ページ

2013/07/15

【汚染水】海側観測用井戸で高濃度の放射性物質が相次ぎ検出 「汚染水の海洋への拡散が疑われる」

【福島第1原発の現状】 井戸で汚染水相次ぐ 土の壁で海への流出阻止

2013/07/15 12:00









 東京電力福島第1原発敷地内の海側観測用井戸で、高濃度の放射性物質の検出が止まらない。原子力規制委員会は「汚染水の海洋への拡散が疑われる」とみており、東電は海への流出を防ぐため護岸付近を地盤改良し、「土の壁」を作る工事を急ピッチで進めている。


  ▽急上昇

 6月19日、2号機タービン建屋海側の井戸の水で1リットル当たり千ベクレルのストロンチウムと50万ベクレルのトリチウムを検出したことが判明。昨年11~12月に設置した三つの井戸の一つで5月24日に採取した水だった。

 5月以降、港湾内の海水のトリチウム濃度が上昇傾向だったため、地中の状況を調べようと約半年ぶりに測定、昨年12月からストロンチウムは約116倍、トリチウムは約17倍の急上昇だった。

 東電は、この井戸の半径約40メートル圏内に四つの井戸を新たに掘って監視を強化。一方、原因については、事故直後の2011年4月に極めて高濃度の汚染水漏れが判明した2号機タービン建屋からの連絡通路につながる作業用の穴を汚染源と見立て、海への漏えいは否定的だった。


 ▽拡散

 だが、1号機取水口の北側で6月21日に採取した港湾内の海水から、事故後最高値となる1100ベクレル(法定基準は6万ベクレル)のトリチウムを検出。その後も上昇は続き、7月3日には2300ベクレル検出した。

 さらに新設井戸でも高濃度の放射性物質が出た。8日採取の水からトリチウムを63万ベクレル、別の井戸ではストロンチウムなどベータ線を出す放射性物質を90万ベクレル検出した。

 汚染源と見立てた作業用の穴から遠い井戸でも濃度の高いトリチウムが出たことなどから、規制委は「高濃度の汚染水が地中に漏れ、海洋への拡散が起こっていることが強く疑われる」と東電に疑問を呈した。


 ▽土の壁

 海への流出を防ぐ工事は8日に始まった。2種類の薬剤を一定の割合で混ぜると瞬時に固まる「水ガラス」を使う。地中に浸透させ水を通しやすい地層を「土の壁」に変える仕組みだ。1、2号機東側の海沿い約90メートルにわたり薬剤を注入。壁は二重につくり、今月末までに完成する予定だ。

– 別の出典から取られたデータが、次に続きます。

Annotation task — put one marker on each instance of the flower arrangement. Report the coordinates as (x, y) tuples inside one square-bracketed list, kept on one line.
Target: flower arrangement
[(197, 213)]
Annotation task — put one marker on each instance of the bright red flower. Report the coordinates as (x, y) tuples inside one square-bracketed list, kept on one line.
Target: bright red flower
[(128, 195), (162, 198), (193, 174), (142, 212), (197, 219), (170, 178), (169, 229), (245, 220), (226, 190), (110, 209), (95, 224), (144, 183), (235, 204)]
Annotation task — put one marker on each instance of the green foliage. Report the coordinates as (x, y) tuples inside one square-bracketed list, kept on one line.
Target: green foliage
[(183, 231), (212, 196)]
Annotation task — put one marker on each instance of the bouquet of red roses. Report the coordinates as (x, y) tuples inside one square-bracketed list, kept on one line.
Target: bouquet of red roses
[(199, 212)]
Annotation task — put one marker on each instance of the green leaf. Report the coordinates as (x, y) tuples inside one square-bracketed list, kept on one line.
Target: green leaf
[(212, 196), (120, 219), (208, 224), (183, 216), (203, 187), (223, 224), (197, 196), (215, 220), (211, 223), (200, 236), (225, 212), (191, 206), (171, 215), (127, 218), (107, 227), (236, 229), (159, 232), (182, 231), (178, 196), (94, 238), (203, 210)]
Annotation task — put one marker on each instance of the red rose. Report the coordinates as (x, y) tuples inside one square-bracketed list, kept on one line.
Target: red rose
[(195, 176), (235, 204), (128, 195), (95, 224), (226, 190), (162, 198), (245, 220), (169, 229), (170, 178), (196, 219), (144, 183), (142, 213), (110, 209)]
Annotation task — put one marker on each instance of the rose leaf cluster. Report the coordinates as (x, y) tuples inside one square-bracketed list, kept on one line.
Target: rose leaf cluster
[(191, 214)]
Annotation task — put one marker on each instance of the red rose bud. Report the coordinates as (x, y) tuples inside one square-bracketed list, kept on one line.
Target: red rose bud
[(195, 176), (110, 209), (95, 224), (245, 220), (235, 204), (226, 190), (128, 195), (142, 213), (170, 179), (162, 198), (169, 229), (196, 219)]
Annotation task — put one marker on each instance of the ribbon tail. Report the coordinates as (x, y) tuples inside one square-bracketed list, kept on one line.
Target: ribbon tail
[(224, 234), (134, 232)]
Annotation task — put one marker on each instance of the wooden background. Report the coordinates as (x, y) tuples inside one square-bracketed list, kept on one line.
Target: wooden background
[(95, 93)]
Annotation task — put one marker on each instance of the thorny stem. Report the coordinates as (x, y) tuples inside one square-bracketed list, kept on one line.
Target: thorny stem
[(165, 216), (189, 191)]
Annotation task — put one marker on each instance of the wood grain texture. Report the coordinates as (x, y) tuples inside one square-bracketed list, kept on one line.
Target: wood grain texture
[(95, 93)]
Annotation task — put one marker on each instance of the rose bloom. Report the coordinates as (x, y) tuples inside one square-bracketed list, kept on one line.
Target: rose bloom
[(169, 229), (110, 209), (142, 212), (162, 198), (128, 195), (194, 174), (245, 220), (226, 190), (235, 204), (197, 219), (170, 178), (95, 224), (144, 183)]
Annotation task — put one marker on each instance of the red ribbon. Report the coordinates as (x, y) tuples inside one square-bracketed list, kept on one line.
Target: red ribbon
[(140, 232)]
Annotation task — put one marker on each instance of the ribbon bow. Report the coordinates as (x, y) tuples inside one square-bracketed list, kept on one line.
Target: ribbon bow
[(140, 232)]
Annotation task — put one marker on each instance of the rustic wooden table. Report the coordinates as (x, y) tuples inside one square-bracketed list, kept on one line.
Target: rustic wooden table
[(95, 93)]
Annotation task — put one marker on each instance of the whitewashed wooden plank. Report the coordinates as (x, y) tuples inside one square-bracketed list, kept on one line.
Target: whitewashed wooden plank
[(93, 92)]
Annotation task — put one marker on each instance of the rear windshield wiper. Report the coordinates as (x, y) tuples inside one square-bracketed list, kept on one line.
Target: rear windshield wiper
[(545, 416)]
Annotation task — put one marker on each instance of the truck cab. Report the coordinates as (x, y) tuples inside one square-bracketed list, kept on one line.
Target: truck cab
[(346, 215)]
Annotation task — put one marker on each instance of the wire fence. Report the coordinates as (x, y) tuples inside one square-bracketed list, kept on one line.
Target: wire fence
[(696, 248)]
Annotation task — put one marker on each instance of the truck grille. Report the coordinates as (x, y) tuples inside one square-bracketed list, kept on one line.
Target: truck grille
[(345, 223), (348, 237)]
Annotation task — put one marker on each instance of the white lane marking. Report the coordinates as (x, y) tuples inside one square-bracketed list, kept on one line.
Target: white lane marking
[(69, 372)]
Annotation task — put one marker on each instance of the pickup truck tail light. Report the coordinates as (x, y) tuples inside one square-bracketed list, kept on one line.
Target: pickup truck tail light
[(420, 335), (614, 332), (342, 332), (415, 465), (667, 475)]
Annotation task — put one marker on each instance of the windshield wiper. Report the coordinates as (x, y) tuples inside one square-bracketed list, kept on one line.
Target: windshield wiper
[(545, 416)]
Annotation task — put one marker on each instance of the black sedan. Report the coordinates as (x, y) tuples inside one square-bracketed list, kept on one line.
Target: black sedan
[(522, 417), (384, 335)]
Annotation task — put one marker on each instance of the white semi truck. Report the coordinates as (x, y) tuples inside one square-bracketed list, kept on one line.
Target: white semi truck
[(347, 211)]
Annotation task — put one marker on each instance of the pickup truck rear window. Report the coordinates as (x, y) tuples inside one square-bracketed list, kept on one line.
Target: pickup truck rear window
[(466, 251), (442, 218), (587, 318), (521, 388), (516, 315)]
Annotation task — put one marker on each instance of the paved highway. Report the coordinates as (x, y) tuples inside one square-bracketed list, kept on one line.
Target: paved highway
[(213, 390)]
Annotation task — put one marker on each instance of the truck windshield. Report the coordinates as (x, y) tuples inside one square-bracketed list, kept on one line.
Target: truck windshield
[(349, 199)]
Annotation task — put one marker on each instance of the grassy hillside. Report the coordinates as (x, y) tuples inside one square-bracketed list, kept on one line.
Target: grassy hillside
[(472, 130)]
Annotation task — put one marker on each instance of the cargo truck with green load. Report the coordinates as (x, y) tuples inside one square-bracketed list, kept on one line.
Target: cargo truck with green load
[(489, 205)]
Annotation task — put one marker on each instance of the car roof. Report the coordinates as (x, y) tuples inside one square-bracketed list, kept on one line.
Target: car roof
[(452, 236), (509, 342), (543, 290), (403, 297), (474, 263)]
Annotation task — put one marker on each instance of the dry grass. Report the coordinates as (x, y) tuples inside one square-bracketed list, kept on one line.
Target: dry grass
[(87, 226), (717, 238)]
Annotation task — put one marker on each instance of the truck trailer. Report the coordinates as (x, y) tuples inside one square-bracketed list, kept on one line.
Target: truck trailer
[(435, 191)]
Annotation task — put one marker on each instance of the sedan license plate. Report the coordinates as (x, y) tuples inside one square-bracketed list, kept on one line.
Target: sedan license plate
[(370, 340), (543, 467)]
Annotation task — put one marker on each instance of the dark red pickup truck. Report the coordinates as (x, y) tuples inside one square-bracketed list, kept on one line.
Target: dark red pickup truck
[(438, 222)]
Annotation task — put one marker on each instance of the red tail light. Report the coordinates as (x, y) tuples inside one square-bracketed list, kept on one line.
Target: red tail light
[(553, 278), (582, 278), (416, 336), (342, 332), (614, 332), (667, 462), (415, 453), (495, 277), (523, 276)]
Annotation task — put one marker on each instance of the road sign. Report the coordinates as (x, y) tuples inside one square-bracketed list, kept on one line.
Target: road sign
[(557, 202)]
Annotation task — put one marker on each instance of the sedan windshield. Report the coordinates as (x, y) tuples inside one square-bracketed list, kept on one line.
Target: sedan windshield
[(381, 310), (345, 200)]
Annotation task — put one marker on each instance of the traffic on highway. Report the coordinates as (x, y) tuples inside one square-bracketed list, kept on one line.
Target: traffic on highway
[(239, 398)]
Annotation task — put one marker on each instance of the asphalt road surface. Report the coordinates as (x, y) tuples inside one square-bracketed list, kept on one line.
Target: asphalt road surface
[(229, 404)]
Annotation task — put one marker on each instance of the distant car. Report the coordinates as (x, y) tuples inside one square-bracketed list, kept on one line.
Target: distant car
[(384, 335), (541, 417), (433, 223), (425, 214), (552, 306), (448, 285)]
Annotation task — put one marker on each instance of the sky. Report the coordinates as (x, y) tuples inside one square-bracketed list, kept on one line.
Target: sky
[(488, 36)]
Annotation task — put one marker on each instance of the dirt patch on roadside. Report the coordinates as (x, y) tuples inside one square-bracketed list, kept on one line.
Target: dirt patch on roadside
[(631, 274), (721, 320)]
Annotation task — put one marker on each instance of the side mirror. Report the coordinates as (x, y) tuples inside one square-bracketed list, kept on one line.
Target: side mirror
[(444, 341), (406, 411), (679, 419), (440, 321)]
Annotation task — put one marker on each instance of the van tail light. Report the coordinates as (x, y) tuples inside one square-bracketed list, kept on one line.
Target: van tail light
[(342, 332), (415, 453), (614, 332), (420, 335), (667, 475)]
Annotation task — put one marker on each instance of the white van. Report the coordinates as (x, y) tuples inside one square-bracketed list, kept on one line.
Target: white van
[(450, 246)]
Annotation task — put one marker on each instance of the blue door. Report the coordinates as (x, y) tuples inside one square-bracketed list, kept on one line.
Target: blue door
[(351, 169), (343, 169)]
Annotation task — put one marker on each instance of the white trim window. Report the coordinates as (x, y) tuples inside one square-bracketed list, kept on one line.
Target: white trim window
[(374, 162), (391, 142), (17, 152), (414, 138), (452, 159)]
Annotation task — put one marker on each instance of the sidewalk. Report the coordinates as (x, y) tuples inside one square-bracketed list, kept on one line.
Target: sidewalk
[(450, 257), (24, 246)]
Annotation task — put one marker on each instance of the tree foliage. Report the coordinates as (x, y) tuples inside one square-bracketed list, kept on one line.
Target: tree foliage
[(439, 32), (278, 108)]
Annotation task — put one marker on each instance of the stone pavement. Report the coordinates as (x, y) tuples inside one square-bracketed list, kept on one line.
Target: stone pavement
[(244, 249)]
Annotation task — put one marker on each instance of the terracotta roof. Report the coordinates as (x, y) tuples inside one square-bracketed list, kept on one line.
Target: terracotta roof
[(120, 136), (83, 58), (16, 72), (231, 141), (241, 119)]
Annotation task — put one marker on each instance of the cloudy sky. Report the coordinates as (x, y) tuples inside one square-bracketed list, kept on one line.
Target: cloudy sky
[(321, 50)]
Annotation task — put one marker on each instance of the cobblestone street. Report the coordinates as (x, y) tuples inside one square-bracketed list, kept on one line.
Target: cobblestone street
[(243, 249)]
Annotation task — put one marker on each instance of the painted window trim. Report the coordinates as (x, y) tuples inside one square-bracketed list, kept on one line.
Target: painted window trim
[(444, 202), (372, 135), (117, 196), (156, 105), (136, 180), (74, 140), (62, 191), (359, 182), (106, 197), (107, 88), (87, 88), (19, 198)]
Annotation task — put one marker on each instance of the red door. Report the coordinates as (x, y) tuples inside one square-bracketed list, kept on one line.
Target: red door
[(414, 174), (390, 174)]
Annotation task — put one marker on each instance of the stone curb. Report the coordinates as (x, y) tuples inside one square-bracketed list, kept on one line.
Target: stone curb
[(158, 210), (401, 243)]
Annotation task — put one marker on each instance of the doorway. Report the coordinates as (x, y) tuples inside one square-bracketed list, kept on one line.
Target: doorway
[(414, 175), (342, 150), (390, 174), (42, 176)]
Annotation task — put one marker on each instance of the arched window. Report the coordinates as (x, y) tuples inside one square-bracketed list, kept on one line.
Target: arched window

 だが、ここにきて汚染がさらに広がっている恐れが出てきた。最初の井戸の南約210メートルにある3号機タービン建屋海側の井戸の水は、検出限界値未満が続いていたが、11日採取の水からベータ線を出す放射性物質が1400ベクレル検出された。

 近くには11年5月、タービン建屋につながる連絡通路から高濃度の汚染水が漏れた場所がある。
  東電は連絡通路にたまった汚染水が原因の可能性の一つとみる。こちらも井戸を新設して監視を強める予定で「土の壁」も検討中だ。